京都駅伊勢丹隣接、美術館「えき」KYOTOで、9/9~10/17の会期で行われているユトリロ展。「全作品日本初公開」と銘打ち、約90点の個人コレクションが公開されている。所蔵者の名前は明かされていない。
人混みの中で絵を見るのは大嫌いなので、朝一番に。10時前、京都駅の大階段(写真上・左)に人は少なく、階段に面した伊勢丹7階入口(写真上・右)はまだ閉まっている。JR京都駅南北通路に面した伊勢丹入口も閉まっているが、パスポート事務所のある8階へのエレベーターは使用できた。8階から大階段へ出たところに、展覧会ポスターがあった。
この絵は、『カルボネルの家、トゥルネル河岸』。1920年頃の作だ。モンマニーの時代、白の時代、色彩の時代と分けられる製作時期において、白と色彩の過渡期に当たる頃か。定規を使用したようなくっきりと太い建物の輪郭は、1916年頃の作とされている『エリゼ・デ・ボザール小路、モンマルトル』と同様。個人的には、むしろ、輪郭がわずかに曖昧な『ノルヴァン通り、モンマルトル(1918~20年頃)』や『モン=スニ通り、モンマルトル(1948年頃)』などが好みだ。
ごく初期(1905~06年)の『モンマニーの風景』二作には驚かされた。こういうものは初めて見たから。色の重なり。塗りたくるという表現がぴったりだろう。重苦しい。
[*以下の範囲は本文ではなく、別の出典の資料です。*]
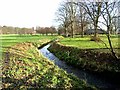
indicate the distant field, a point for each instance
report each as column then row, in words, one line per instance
column 9, row 40
column 86, row 43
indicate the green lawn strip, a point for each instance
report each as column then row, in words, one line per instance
column 88, row 59
column 86, row 43
column 24, row 67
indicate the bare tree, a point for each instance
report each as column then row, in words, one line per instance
column 107, row 14
column 94, row 10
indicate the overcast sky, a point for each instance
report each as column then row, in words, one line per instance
column 28, row 13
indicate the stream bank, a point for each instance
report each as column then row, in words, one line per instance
column 80, row 73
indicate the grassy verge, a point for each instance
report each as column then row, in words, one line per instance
column 88, row 59
column 24, row 68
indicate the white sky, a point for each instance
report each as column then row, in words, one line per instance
column 28, row 13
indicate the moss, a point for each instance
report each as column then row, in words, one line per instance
column 29, row 69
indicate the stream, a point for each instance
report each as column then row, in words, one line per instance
column 82, row 74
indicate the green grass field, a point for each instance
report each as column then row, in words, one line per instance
column 85, row 42
column 24, row 67
column 9, row 40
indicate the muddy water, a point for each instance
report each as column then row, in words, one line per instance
column 88, row 77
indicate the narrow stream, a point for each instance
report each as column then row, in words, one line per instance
column 88, row 77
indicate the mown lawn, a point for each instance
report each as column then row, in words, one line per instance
column 9, row 40
column 23, row 67
column 85, row 43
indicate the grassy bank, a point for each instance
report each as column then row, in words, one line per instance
column 88, row 59
column 85, row 43
column 24, row 67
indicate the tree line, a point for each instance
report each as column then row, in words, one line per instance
column 75, row 16
column 17, row 30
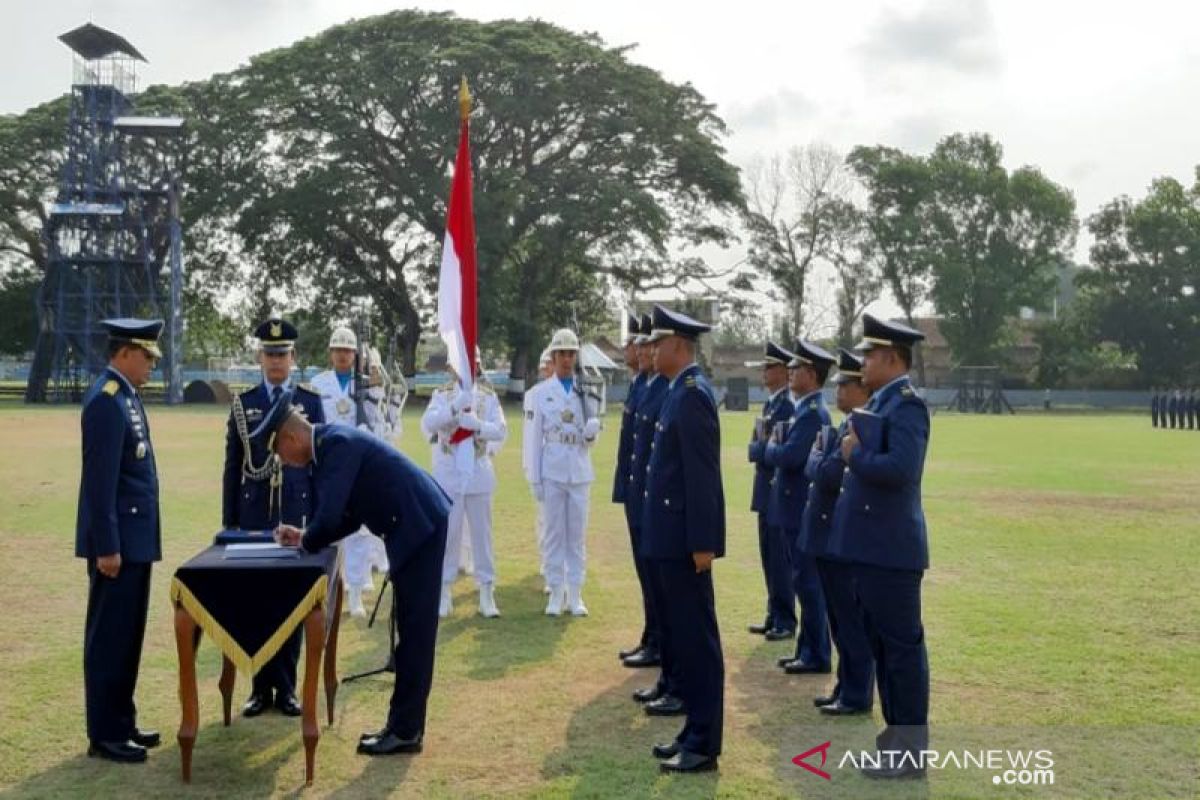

ユトリロが、その風景に描き入れる人物は、初期には殆ど後姿だった。帽子を被り長いスカートを身に着けた腰の張った女性に、下村玉廣が描いた人物図案のような男性。1920年代になると正面を向いた人物も描かれるが、それが、とんでもなく下手なのだ。目鼻口をほとんど点で表しているのだが、目だけにすればまだ良かったのにと思うような。これはかなりの驚きだ。
若い頃、白の時代の絵が好きだった。ユトリロ展は何度か見に行ったし、結構な数を見ているはず。今回の展覧会では、コレ!という、とても心惹かれるものはなかったのだが、点数が多く、通覧できるのはとてもいい。
雪の街路、雪の教会、雪の広場。雪景色のユトリロの絵は良かった。10年以上前の展覧会で気に入った『十字軍の帰還(1905年頃)』も雪だったことを思い出し、当時買った絵葉書を出して確認した。
それに、後期の絵(例えば『ビエーヴル通り、ブール=ラ=レーヌ(1943年)』『雪の積もったパンソンの丘の通り、モンマニー(1950年頃)』)に多く見られる枯れ枝。枝の先に筆を下ろして、一気に枝を下へ伸ばすのだろう。その梢の黒々とした重さが、かえって枝の動きを表しているように思えた。
あと、全般的に水彩画が良かった。特に『雪のムーラン・ド・ラ・ギャレット、モンマルトル』という小品。
どれも絵葉書では違うもののように思え、若い日の郷愁もあって、図録だけは買った。そうそう、ユトリロは、絵葉書を見て絵を描くことが多かったのだった。この酔っ払いは、飲み代として絵を渡したのだった。絵には署名のほかに、製作年やタイトル(描いた場所)あるいは献辞の入ったものもあった。[À Madame Gaston Berheim,Hommages respectueux] [Meilleurs voeux de bonne année 1922, à Madame ●●]などの献辞、つまり「敬具」や「新年おめでとう」といった言葉からは、純粋に贈り物なのか、飲み代なのかわからない。
ところで、このカタログ末尾の作品説明には、タイトル、年代、技法、大きさ、サイン(場所と署名)、展覧会出品歴、目録、作品の移動歴、販売元が、記されている。これらの作品は、パリのいくつかの画廊から、チューリッヒの画廊から、パリやヴェルサイユの邸宅から購入し、あるいはオンフルールやリヨンやルーアンの競売で、ロンドン・アメリカのサザビーズオークション・クリスティーズオークションで競り落としたものだ。そうまでして集めた膨大な、このコレクションは、通常どのような形で在るのだろうか。大邸宅に飾っているのか、保管庫に預けているのか、専用の倉庫があるのか・・・・・・と、埒もないことを考える。いずれにしても財力だけでは集められない。ユトリロの作品への愛がなければ。